Hi Mario,

Am 11.10.22 um 16:38 schrieb Mario Loffredo:

Il 11/10/2022 15:04, Andrew Newton ha scritto:
On Tue, Oct 11, 2022 at 8:16 AM Mario Loffredo
<mario.loffr...@iit.cnr.it> wrote:
my humble opinion is that this document shouldn't deal with any kind of RDAP client other than a browser.

Looking at the chapter 1 of this document, but also at chapter 3 and 3.1 there is no indication of such narrow usage of this specification.

Also  4.2.4.  Clients with Limited User Interfaces indicates other types of clients than the browser directly.


At the moment, I disagree with this. Authentication for non-browser
clients can be very useful. GitHub's client is a great example for
anybody who has ever needed Oauth/OpenID at the command line.

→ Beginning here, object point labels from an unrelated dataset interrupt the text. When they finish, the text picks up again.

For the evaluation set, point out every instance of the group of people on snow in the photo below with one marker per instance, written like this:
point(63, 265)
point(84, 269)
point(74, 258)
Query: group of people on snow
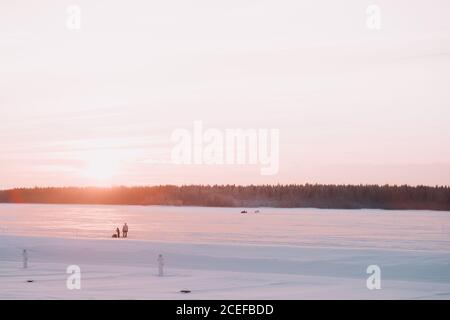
point(124, 231)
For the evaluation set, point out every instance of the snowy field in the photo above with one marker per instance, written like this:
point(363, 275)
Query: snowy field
point(219, 253)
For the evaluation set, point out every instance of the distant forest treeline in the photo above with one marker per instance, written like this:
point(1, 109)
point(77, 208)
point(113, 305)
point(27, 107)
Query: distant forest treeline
point(285, 196)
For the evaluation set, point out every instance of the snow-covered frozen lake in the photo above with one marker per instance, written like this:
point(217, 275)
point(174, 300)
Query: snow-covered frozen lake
point(423, 230)
point(221, 253)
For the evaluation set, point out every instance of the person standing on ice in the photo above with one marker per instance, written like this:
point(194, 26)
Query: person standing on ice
point(125, 230)
point(160, 265)
point(25, 258)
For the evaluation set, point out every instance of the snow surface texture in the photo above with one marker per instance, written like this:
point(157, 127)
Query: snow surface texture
point(219, 253)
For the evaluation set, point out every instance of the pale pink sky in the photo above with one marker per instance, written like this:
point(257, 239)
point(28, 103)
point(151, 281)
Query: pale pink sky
point(352, 105)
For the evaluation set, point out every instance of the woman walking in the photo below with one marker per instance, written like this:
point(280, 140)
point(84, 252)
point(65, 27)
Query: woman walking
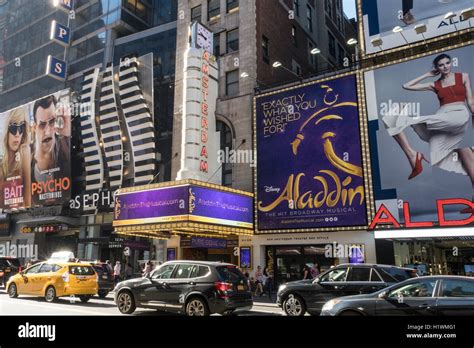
point(445, 130)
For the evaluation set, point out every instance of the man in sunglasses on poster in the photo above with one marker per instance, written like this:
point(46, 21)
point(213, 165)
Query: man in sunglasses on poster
point(50, 165)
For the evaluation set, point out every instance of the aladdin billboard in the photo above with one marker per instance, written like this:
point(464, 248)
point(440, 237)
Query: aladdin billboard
point(309, 163)
point(395, 23)
point(420, 129)
point(35, 165)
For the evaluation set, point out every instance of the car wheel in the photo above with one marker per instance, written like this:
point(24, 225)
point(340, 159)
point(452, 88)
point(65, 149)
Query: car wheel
point(294, 306)
point(50, 295)
point(126, 303)
point(350, 314)
point(103, 293)
point(197, 307)
point(85, 299)
point(12, 290)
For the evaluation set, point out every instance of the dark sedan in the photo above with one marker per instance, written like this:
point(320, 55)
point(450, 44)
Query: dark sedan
point(433, 295)
point(297, 298)
point(196, 288)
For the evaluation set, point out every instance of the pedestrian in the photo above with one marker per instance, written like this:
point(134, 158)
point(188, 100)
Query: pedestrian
point(109, 266)
point(117, 270)
point(315, 270)
point(268, 282)
point(259, 281)
point(147, 269)
point(128, 271)
point(307, 272)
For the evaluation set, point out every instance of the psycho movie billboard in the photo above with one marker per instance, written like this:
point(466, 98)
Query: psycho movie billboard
point(35, 166)
point(420, 128)
point(309, 165)
point(395, 23)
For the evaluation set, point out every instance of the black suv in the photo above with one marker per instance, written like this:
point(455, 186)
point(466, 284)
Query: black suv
point(303, 296)
point(196, 288)
point(9, 266)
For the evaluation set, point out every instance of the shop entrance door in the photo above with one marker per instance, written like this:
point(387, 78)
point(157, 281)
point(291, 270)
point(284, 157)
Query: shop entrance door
point(288, 268)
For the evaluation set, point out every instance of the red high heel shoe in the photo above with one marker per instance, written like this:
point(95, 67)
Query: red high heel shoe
point(418, 165)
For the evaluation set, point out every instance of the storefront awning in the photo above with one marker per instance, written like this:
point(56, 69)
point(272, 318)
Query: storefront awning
point(186, 207)
point(425, 233)
point(74, 222)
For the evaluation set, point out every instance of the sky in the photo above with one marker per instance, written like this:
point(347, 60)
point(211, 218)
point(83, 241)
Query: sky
point(350, 8)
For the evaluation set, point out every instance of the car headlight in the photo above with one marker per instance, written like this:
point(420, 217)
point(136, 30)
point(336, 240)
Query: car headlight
point(330, 304)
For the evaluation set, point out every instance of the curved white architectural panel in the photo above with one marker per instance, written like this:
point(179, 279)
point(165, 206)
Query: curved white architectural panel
point(94, 166)
point(138, 120)
point(110, 129)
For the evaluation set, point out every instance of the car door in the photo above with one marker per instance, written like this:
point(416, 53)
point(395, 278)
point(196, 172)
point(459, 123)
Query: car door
point(27, 283)
point(414, 297)
point(456, 297)
point(40, 278)
point(358, 281)
point(327, 286)
point(153, 292)
point(179, 285)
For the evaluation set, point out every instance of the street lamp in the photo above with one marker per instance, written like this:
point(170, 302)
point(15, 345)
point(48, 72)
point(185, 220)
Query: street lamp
point(377, 42)
point(467, 14)
point(277, 64)
point(316, 51)
point(399, 29)
point(449, 16)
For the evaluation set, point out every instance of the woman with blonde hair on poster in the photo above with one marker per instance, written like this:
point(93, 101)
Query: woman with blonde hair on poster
point(445, 130)
point(16, 162)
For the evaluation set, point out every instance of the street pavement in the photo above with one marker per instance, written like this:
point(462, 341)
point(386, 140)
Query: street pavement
point(31, 306)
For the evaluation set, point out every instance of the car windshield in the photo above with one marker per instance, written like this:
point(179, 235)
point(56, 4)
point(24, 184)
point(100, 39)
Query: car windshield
point(13, 262)
point(81, 270)
point(230, 274)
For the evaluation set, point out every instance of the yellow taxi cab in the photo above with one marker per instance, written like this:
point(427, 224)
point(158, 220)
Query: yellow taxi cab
point(53, 279)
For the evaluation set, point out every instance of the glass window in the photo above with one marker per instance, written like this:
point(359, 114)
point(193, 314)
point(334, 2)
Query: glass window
point(164, 272)
point(233, 40)
point(394, 275)
point(46, 268)
point(422, 288)
point(265, 49)
point(183, 271)
point(217, 45)
point(230, 274)
point(293, 35)
point(33, 269)
point(232, 5)
point(309, 15)
point(335, 275)
point(81, 270)
point(458, 288)
point(232, 83)
point(374, 276)
point(196, 14)
point(359, 274)
point(213, 9)
point(296, 7)
point(332, 45)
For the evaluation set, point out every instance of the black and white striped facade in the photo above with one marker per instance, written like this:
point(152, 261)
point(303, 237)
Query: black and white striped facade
point(94, 165)
point(138, 121)
point(110, 129)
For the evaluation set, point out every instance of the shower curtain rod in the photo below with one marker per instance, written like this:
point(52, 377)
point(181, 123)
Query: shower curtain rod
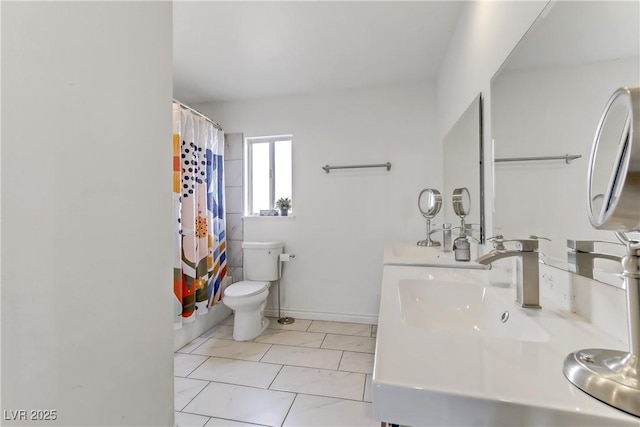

Andy, I didn't write that non-browser clients are unuseful.

On the contrary, I was the first here raising the question of how to deal with non-browser clients that most likely will issue the biggest number of requests to the RDAP servers.

I only expressed my concern about using for non-browser clients the same approach used thus far.  IMHO, the classic scheme based on tokens fit better in that case while sessions are the best for end users operating through a browser.

I can only agree to that concerns and as I understand till version 9 of this draft this was in fact the approach.

The browser use case was not supported well but all the others including clients other than the browser.

I expected the document should eventually support both therefore I raised the concerns about non browser clients not possible.


With regard to GitHub, AFAIK non-browser clients can access a repository either through an access token or via SSH key, anyway nothing similar to the exchange of a session cookie, right ?

GitHub CLI and other this kind of tools typically use a form of OAuth as well and store tokens locally.